Here some facts about Mugabe:

* Once hailed as a model African democrat, Mugabe has clung to power for years despite a worsening political and economic crisis that critics blame on his policies.

* Mugabe was born in February 1924 on the Kutama Mission northwest of Harare and educated by Jesuits. He earned seven university degrees, three while in prison.

* Mugabe was jailed for 10 years in 1964 for opposing white minority rule. A guerrilla war began in 1972 against Ian Smith's white government of then-Rhodesia.

* Mugabe became leader of the ZANU liberation movement in the mid-1970s after his release from jail.

* The renamed ZANU-PF won independence elections in 1980 and Mugabe became prime minister. He took office as president in 1987 following a change in the constitution.

* In 2000, Mugabe tasted defeat when voters in a referendum rejected a constitution that would have given him more power. He turned on the small white minority, blaming them.

* He pushed legislation through parliament allowing his government to seize more than half the white-owned farms. Self-styled war veterans occupied many other farms, often using violence.

* Mugabe was elected to his third term as president in 2002 but his crackdown against the Movement for Democratic Change (MDC) and other opponents, including journalists, increased his international isolation.

* Mugabe's party lost its parliamentary majority for the first time in the March 2008 elections. Official results showed that opposition leader Morgan Tsvangirai of the MDC also defeated Mugabe in the presidential election, but not by enough to avoid a June 27 run-off.
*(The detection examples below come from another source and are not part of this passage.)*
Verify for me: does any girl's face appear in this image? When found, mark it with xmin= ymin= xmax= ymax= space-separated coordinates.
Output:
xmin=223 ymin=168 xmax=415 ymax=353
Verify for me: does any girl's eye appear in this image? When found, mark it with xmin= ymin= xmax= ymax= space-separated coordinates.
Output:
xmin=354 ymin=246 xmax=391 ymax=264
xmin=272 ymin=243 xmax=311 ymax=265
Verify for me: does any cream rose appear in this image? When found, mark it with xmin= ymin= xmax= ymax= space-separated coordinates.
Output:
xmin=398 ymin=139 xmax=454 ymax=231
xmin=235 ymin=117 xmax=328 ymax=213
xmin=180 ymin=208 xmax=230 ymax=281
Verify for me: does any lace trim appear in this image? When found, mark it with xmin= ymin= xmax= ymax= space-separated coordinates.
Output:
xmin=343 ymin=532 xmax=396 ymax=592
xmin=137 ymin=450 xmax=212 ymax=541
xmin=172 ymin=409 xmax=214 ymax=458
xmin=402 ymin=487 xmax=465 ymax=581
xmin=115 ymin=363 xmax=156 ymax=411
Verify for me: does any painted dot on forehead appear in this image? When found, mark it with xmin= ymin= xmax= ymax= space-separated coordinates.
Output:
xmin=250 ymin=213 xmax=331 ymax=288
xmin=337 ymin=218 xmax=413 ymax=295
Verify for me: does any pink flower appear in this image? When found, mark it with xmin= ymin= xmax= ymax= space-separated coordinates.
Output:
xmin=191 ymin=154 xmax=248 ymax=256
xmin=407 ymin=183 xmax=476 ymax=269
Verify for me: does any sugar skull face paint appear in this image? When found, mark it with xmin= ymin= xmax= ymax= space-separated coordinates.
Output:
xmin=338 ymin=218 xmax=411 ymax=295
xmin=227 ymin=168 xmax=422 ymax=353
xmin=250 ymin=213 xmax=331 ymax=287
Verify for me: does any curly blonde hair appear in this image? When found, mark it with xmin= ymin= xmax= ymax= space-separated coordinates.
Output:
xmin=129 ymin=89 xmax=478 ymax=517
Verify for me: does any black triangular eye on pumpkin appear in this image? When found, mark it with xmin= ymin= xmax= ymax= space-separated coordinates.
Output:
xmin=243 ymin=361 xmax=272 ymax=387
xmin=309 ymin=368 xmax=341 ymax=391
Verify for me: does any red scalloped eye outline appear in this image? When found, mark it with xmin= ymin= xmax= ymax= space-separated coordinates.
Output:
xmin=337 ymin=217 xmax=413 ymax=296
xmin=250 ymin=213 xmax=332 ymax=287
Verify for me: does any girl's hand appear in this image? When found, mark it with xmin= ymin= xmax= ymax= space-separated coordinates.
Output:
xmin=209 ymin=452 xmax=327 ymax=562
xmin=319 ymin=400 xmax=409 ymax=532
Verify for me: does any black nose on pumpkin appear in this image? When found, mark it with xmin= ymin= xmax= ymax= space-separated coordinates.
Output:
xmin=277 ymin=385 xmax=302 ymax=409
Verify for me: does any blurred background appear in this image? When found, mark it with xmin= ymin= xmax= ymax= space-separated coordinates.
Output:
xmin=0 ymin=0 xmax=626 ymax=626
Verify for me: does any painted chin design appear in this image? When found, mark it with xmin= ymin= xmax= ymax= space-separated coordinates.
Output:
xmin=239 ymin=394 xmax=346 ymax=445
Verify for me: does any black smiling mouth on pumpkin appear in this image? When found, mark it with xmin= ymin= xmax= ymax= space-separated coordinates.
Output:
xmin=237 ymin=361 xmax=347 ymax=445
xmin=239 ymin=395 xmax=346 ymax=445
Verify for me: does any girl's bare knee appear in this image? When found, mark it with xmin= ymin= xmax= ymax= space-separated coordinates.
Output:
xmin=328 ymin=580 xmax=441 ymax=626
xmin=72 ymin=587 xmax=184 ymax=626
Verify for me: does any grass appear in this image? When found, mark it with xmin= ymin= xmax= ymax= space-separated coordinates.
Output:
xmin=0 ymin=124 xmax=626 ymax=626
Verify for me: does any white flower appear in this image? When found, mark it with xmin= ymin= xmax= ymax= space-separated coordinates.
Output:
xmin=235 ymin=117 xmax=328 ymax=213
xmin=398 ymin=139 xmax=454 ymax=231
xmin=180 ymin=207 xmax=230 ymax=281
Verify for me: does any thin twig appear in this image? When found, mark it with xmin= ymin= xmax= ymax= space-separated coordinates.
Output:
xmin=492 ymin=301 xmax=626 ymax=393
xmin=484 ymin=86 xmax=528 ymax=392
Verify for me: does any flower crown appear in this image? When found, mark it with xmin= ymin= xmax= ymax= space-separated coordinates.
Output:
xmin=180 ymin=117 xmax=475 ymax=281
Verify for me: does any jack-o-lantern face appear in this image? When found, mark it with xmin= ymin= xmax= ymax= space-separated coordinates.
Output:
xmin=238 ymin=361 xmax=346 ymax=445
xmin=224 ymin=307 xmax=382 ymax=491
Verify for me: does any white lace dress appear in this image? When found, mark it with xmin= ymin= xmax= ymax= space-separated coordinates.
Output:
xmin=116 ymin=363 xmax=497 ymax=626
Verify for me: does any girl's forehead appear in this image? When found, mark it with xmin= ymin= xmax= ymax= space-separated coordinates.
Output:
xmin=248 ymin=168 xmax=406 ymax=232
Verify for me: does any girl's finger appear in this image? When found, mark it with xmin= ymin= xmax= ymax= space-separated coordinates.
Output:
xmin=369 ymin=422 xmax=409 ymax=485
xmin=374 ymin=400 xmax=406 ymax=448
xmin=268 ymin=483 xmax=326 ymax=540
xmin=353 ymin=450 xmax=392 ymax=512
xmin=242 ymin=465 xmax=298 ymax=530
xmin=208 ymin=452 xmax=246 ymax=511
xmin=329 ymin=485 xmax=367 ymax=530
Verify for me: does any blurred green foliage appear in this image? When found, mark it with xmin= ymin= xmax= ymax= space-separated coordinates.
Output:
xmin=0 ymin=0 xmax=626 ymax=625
* Tsvangirai withdrew from the run-off on June 22, saying a free and fair poll was impossible.

* Mugabe was sworn in on June 29 for another five-year term after the widely condemned run-off election which African observers said was scarred by violence and intimidation.

* In the first meeting in 10 years between Mugabe and Tsvangirai. The two men, who are widely believed to detest each other, sat at a conference table separated by South African President Thabo Mbeki who mediated the deal.